Il risultato è sorprendente: la potenza arriva morbida e progressiva sin dai bassi regimi, senza cattiveria e ci si può ritrovare ad andare forte, molto forte, senza una guida impegnata. Merito del motore, ma anche e soprattutto dell'assetto e delle qualità della "RC". La tenuta di strada è elevatissima e il sistema elettronico di controllo della stabilità interviene con misura, in maniera quasi inavvertibile, solo quando è necessario temperare gli entusiasmi corsaioli del conducente o nelle situazioni di emergenza. Persino la motricità è esemplare e si può uscire dai tornanti in piena accelerazione con la prima (che sfiora i 70 km/h) senza reazioni significative dello sterzo.

La "206 RC" è docile quanto un leone addomesticato, ma resta grintosa e pronta come una belva della savana.

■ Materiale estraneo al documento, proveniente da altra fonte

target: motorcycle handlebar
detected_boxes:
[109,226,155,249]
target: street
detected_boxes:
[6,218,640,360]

Si fa guidare con disinvoltura, rende tutto facile, ma attenzione ai limiti (di velocità, s'intende): su un percorso rallistico dei Pirenei, dopo aver tirato le prime tre marce a 7000 giri (limite della zona rossa) ci siamo ritrovati in quarta prima di renderci conto che la nostra andatura era quantomeno inopportuna.

Il cambio, splendido, è a cinque marce con rapporti ampiamente sfruttabili. Lo sterzo, preciso e poco reattivo, è forse un po' troppo demoltiplicato per la guida più sportiva. La linea è quella elegante e pulita delle altre "206", appena incattivita dall'assetto da 17 pollici; però, quando si sale a bordo la "RC" lascia trasparire nettamente la sua vocazione, grazie ai sedili avvolgenti, al pomello del cambio di alluminio e alla pedaliera corsaiola. Commercializzata dall'autunno, a circa 21.000 euro.